Bestuiver op een bloem

Herbivoren en bacteriën

Dit laatste voorbeeld is een bijzondere relatie … maar toch het perfecte voorbeeld van wat biologen ‘verplicht mutualisme’ noemen. Kort samengevat gaat het om twee organismen waarvan het voortbestaan door de ander wordt verzekerd, wat exact het geval is bij plantenetende herkauwers en bacteriën die in hun lichaam en vooral in de pensmaag aanwezig zijn.
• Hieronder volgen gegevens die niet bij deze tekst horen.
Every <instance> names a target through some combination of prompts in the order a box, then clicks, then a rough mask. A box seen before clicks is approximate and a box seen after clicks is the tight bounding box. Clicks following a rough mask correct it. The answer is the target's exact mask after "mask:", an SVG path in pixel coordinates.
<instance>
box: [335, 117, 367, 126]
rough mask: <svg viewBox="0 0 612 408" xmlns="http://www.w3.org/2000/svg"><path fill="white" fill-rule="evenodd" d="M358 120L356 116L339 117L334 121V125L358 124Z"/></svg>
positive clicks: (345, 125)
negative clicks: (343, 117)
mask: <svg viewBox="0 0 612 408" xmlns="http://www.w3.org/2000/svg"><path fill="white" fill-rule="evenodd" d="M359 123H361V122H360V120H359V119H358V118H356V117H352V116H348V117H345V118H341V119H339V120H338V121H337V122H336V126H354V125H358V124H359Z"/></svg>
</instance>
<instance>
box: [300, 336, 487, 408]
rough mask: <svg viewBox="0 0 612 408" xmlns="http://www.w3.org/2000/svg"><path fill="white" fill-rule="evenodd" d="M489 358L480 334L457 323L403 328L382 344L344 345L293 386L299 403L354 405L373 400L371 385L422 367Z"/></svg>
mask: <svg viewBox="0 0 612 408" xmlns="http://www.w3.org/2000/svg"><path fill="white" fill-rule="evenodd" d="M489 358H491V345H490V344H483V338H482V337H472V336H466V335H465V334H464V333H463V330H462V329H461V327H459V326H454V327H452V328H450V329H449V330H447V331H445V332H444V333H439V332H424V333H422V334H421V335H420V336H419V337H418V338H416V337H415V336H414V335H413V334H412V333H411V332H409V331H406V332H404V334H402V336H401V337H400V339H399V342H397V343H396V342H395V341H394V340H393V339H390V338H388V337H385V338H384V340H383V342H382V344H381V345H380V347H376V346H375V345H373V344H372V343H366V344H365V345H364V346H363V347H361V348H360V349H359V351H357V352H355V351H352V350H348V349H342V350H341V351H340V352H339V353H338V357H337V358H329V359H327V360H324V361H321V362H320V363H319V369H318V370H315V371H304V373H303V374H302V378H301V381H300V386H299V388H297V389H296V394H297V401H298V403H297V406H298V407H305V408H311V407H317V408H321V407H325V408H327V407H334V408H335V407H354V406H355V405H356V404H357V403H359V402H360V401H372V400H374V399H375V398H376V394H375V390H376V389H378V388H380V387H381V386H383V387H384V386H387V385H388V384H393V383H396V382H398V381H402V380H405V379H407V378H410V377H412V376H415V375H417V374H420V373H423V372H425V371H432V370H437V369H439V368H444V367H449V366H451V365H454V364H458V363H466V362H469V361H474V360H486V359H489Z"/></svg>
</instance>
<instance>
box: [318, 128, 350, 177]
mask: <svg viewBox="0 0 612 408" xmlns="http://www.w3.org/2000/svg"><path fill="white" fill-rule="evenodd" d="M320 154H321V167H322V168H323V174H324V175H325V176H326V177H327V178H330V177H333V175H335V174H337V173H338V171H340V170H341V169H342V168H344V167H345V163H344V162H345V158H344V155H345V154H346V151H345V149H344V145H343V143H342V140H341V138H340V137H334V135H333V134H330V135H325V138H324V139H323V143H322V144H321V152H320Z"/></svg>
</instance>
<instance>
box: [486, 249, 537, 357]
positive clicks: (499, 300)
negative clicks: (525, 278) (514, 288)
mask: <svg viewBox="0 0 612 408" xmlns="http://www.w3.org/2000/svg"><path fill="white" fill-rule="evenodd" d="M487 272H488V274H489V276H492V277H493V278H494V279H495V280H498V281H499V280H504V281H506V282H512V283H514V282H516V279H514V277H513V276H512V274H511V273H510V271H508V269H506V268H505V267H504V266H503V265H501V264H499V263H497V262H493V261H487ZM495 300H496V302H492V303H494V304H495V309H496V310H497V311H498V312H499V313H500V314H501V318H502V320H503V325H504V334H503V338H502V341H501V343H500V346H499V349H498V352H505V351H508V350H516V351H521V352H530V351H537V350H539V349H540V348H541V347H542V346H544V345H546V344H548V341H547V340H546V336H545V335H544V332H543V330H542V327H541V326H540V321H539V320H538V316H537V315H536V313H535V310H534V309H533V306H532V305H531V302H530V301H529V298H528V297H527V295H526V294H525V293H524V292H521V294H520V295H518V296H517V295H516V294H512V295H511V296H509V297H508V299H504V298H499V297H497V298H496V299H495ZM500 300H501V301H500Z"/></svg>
Door zich te voeden met planten, nemen herbivoren voornamelijk cellulose op, een suiker die bijzonder moeilijk verteerbaar is en waarvan de afbraak enkel mogelijk is dankzij zeer specifieke bacteriën. Goed beschermd in het lichaam van de herkauwers zetten die bacteriën de cellulose om in voedingsstoffen, die hun gastheren en -vrouwen zonder problemen kunnen opnemen.